Mexico’s national security commissioner has rejected a claim that the new federal government will inherit a security situation that is “in ruins.”
In an interview with Milenio Televisión, Renato Sales conceded “there are many [security] problems” in the country but argued that the strategies adopted by the current federal government to combat them have been the right ones.
“. . . I would have to say that we’re not in the best of possible worlds in the matter but nor are we, I believe, on the wrong path.
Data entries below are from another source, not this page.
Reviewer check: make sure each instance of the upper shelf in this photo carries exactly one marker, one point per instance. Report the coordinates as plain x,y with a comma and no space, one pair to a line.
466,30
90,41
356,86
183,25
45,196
I believe that what has been done during the administration of President Enrique Peña Nieto on security is correct,” he said.
Alfonso Durazo, president-elect Andrés Manuel López Obrador’s nominee to head up a newly created Secretariat of Public Security, said at last week’s peace forum in Morelia, Michoacán, that “the next government will receive a security [situation] in ruins.” That, he said, “speaks to the scale of the challenge we will have to face.”
He also said assertions that Mexico had turned into a grave were “deserved.”
The incoming government has indicated that it intends to make significant changes to Mexico’s security strategy, which could include implementing an amnesty law that would pardon low-level criminals and legalizing some drugs.
Mexican and U.S. law enforcement authorities last week announced new security strategies including the creation of a joint investigative team that will target the leaders and finances of Mexican cartels.
But Durazo indicated that the next government would not treat combating cartel leaders and cartel finances as equal priorities.
“It will be more important to go after drug trafficking money than the drug traffickers themselves,” he said, explaining that the former was most crucial to their capacity to operate.
While Sales agreed that “you have to go after the money of these people,” he also charged that the targeting of organized crime bosses, as has occurred under the current administration, should continue, highlighting that 110 of 122 priority targets have been arrested during Peña Nieto’s term.
“. . . Capturing them is very important and it has had a very good influence [on the security situation]. Are we going to allow these targets to continue operating? . . . The arrests have reduced the rates of violence and homicides,” he said.
Sales added that some constitutional and legal modifications are needed in order to better combat crimes such as arms trafficking and money laundering but stressed that wholesale changes to the security strategy were not required.
“I would not be of the opinion that what has been done in this and other administrations [needs to be] radically dismantled,” he said.
Asked why homicide numbers have spiked in the past two years, the security commissioner said the government would need “to be self-critical and review the internal and external factors” that allowed the current administration to initially reduce the homicide rate before it increased again.
Last year was the most violent in at least two decades with more than 31,000 homicides, according to figures reported by the federal statistics agency last month.
However, Sales said that violence in states such as Tamaulipas and Michoacán has decreased in comparison with times in the past when cartels such as the Zetas were directly attacking the civilian population.